Hay un momento en “Casablanca” donde Rick le recuerda a Ilse la primera vez que se vieron en París, “los alemanes iban de gris y tú ibas vestida de azul” le dice. En esa frase, el hombre duro, el cínico de Casablanca hace patente su ser más íntimo, en realidad era un romántico y un idealista desengañado por la vida y los fracasos. París aparecía como el decorado perfecto de los mejores días de un amor frustrado, haciendo honor a su fama de ciudad luminosa y festiva, en una de las películas más hermosas de la historia del cine.

Ese París romántico existe por supuesto, lo mismo que aquel donde se han desarrollado acontecimientos históricos de consecuencias sísmicas, de cortes civilizatorios que han marcado el devenir de los tiempos, con una pulsión revolucionaria e irreverente que tal vez forma parte de lo más acentuado de su personalidad: la Revolución Francesa de 1789, la Comuna de 1871, Mayo del 68… estallidos que tiñeron los adoquines de sangre pero también de gloria. El movimiento de “Los chalecos amarillos”, que la pandemia tiene paralizado, es la última manifestación de vivir tan peligrosamente.
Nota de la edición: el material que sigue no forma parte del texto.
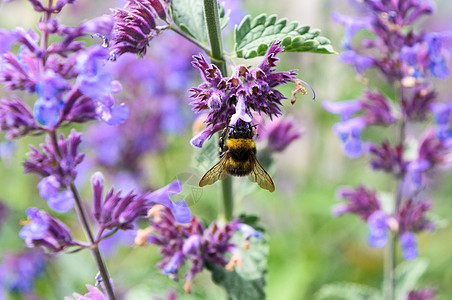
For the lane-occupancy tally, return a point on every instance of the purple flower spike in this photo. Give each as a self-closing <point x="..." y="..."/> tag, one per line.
<point x="179" y="209"/>
<point x="45" y="231"/>
<point x="230" y="99"/>
<point x="350" y="134"/>
<point x="122" y="211"/>
<point x="47" y="162"/>
<point x="344" y="108"/>
<point x="93" y="294"/>
<point x="136" y="26"/>
<point x="424" y="294"/>
<point x="7" y="39"/>
<point x="352" y="26"/>
<point x="63" y="202"/>
<point x="378" y="225"/>
<point x="361" y="201"/>
<point x="20" y="270"/>
<point x="16" y="118"/>
<point x="278" y="134"/>
<point x="408" y="242"/>
<point x="360" y="62"/>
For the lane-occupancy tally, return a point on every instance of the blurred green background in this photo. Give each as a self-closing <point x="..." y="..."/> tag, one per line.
<point x="308" y="246"/>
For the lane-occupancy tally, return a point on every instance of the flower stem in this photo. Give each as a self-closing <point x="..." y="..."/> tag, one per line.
<point x="81" y="213"/>
<point x="216" y="44"/>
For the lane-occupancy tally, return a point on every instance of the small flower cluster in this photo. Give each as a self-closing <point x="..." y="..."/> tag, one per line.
<point x="193" y="242"/>
<point x="154" y="88"/>
<point x="19" y="271"/>
<point x="43" y="72"/>
<point x="229" y="99"/>
<point x="112" y="212"/>
<point x="406" y="58"/>
<point x="136" y="26"/>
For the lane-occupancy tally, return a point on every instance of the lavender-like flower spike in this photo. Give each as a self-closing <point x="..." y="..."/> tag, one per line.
<point x="47" y="162"/>
<point x="116" y="210"/>
<point x="229" y="99"/>
<point x="16" y="118"/>
<point x="136" y="26"/>
<point x="93" y="294"/>
<point x="44" y="230"/>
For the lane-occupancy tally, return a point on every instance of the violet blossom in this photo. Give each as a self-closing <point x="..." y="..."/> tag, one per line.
<point x="45" y="231"/>
<point x="229" y="99"/>
<point x="193" y="243"/>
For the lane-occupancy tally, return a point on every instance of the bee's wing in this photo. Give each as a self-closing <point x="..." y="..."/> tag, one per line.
<point x="217" y="172"/>
<point x="262" y="178"/>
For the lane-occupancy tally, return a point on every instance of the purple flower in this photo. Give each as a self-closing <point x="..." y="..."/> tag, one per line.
<point x="349" y="133"/>
<point x="44" y="230"/>
<point x="344" y="108"/>
<point x="115" y="210"/>
<point x="245" y="92"/>
<point x="437" y="65"/>
<point x="352" y="25"/>
<point x="411" y="216"/>
<point x="19" y="271"/>
<point x="16" y="118"/>
<point x="93" y="294"/>
<point x="388" y="158"/>
<point x="424" y="294"/>
<point x="136" y="26"/>
<point x="48" y="162"/>
<point x="360" y="62"/>
<point x="189" y="243"/>
<point x="361" y="201"/>
<point x="378" y="225"/>
<point x="49" y="190"/>
<point x="7" y="39"/>
<point x="278" y="134"/>
<point x="408" y="242"/>
<point x="94" y="82"/>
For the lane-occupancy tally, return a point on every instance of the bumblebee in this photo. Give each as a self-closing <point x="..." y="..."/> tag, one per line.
<point x="237" y="152"/>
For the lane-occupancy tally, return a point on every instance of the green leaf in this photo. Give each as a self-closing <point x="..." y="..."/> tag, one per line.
<point x="248" y="281"/>
<point x="407" y="275"/>
<point x="253" y="37"/>
<point x="189" y="16"/>
<point x="348" y="291"/>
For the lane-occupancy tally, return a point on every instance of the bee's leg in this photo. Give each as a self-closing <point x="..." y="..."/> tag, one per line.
<point x="221" y="146"/>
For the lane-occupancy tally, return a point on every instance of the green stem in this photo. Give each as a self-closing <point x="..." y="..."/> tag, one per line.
<point x="190" y="38"/>
<point x="216" y="44"/>
<point x="81" y="213"/>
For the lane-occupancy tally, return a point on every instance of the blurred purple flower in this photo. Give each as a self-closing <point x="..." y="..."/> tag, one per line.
<point x="19" y="271"/>
<point x="94" y="82"/>
<point x="352" y="26"/>
<point x="424" y="294"/>
<point x="49" y="190"/>
<point x="16" y="118"/>
<point x="47" y="162"/>
<point x="278" y="133"/>
<point x="361" y="201"/>
<point x="44" y="230"/>
<point x="388" y="158"/>
<point x="245" y="92"/>
<point x="191" y="242"/>
<point x="93" y="294"/>
<point x="378" y="225"/>
<point x="115" y="210"/>
<point x="136" y="26"/>
<point x="408" y="242"/>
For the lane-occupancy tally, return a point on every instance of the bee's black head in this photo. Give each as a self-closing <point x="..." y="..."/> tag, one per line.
<point x="241" y="130"/>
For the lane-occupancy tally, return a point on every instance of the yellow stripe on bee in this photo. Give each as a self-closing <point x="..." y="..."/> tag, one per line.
<point x="240" y="144"/>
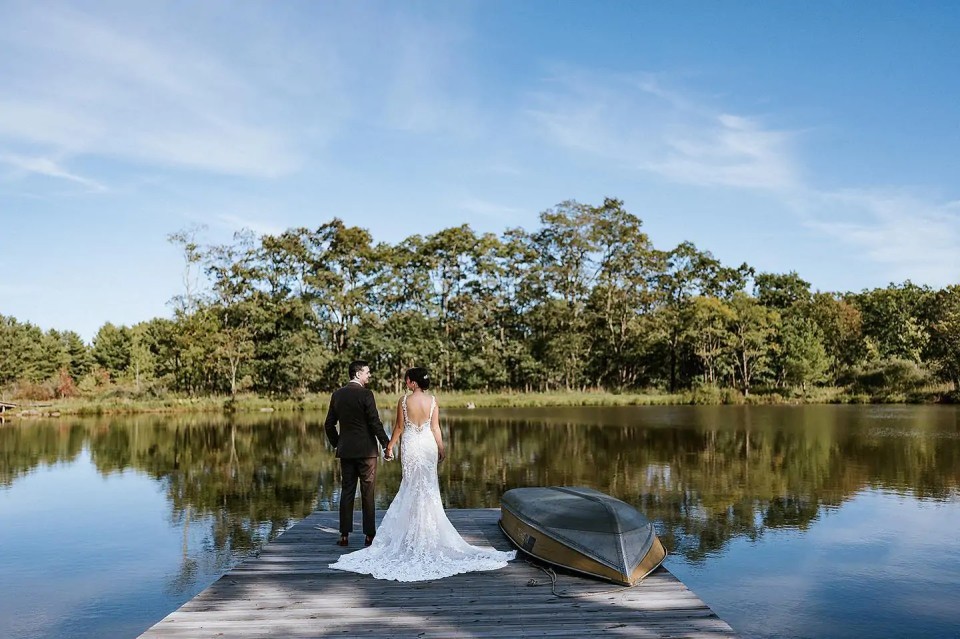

Su monumentalidad empaquetada en novelas catedralicias, los poetas que inventaban el arte del mañana con un siglo de anticipación, los maniquís “vestidos de tul con la mirada lejana y azul”, como canta Serrat, que saludan desde los escaparates, los jóvenes latinoamericanos que se descubrían escritores desde una buhardilla de Montmartre, la Enciclopedia, la costumbre de dejar caer la guillotina sobre el cuello de algún noble, las vanguardias artísticas creadas durante las ensoñaciones que provoca el absenta, la tertulia en los cafés de Saint Germen de Pres, la tumba en el Pere Lachaise…eso también es París. Dicen que corrientemente siempre fue una fiesta, una orgía para los sentidos a pesar del cartesianismo racionalista francés. Ya universalizada, “glamour” es una palabra más parisina que francesa.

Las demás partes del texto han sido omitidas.